The Bookseller’s Philip Jones reports on Nordic media group Egmont‘s move to consolidate its position in Denmark with the acquisition of Bonnier Forlagene through its Danish subsidiary Aschehoug. The move brings together Denmark’s second and third largest publishing businesses: the new group will be renamed Lindhardt & Ringhof. The two media groups have also announced the merger of their Norwegian publishing businesses Damm and Cappelen to form a new publishing group, Cappelen Damm. The new publisher will be owned equally by Bonnier Books and Egmont.

“We are making publishing history today, this being the most momentous change the Danish book business has seen in years,” said Egmont managing director Annette Wad, will head up the new company Lindhardt & Ringhof. “We want to be Denmark’s most dynamic publishing house when it comes to new ideas for specific titles as well as to marketing initiatives. We plan to boost our collaboration with authors and develop ideas with them. The new publishing house embraces a galaxy of many small editorial units with different specialties. This means we can be big while also retaining the intimacy of the small department and the specialist expertise it offers authors.”

Design for Publishing

The Bookseller’s Joel Rickett offers the scoop on what it’s like to sit in on a jacket cover meeting at a publishing house. In these notoriously fraught affairs, Rickett writes, editors, marketeers, publicists and sales staff plough through piles of cover mock-ups fresh from the art department. Dozens of jackets may be quickly approved, but sooner or later there’s a stumbling block: the editorial director loves a cover, but the sales director hates it. The designer is sent back to their Mac with a brief to incorporate 17 new elements from previous bestsellers, while simultaneously trying to make it look “more original”. Most of the decision-making is internal unless someone like Amanda Ross, producer of the Richard & Judy book club show or B&N’s Sessalee Hensley objects, and then they go back to the drawing board.

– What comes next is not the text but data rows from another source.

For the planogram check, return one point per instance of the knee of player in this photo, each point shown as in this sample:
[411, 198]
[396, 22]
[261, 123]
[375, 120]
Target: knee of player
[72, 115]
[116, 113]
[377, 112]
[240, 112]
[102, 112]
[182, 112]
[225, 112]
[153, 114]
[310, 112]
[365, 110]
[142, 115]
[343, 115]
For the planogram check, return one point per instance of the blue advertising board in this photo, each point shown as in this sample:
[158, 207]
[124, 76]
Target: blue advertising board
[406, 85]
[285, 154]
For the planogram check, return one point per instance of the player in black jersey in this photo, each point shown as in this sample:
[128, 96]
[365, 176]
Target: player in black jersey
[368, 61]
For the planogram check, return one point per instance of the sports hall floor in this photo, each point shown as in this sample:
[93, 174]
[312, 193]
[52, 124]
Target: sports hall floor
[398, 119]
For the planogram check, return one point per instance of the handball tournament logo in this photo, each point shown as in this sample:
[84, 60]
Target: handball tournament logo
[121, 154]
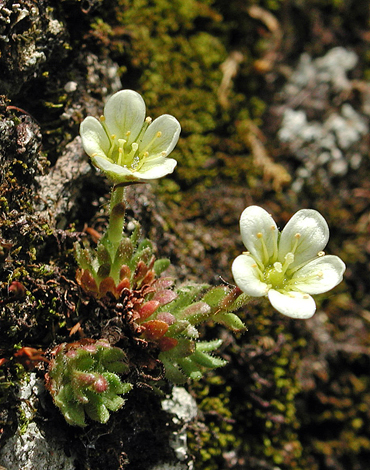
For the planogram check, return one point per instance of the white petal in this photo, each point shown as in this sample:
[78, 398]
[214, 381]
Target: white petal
[319, 275]
[156, 168]
[94, 137]
[125, 112]
[314, 235]
[255, 221]
[169, 128]
[117, 173]
[292, 304]
[246, 275]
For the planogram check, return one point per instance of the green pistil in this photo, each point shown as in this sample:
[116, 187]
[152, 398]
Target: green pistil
[275, 276]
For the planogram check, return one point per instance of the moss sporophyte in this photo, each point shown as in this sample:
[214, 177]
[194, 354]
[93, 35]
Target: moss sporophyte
[286, 267]
[127, 146]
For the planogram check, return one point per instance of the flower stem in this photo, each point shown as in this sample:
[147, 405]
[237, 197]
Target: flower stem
[113, 236]
[116, 216]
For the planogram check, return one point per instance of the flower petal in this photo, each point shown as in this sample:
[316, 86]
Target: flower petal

But now there are more options, especially with regards to backlist titles. “Research can be useful to take an author up a level,” says Ed Christie, sales and marketing director of Transworld and RH Children’s Books. “Sometimes publishers can get stuck in a loop, and research breaks the cycle. You’ve still got to be bold, not slavish, but you can learn from a particular market.” The new-look Vintage Classics, launching in the UK this August, also benefited from outside market research. Vintage publishing director Rachel Cugnoni said the groups “wanted something they could trust, that wasn’t too overstated, with a sense of aesthetic style. Books that would feel as happy in Heal’s as in bookshops.”

But as Egmont publisher Helen Stables pointed out, no matter how solid the research is, it cannot supplant good design skills. “Any data you get needs to be translated by an excellent art director into a bestselling cover. It is a guide to target audience preference, not a substitute for creative excellence.”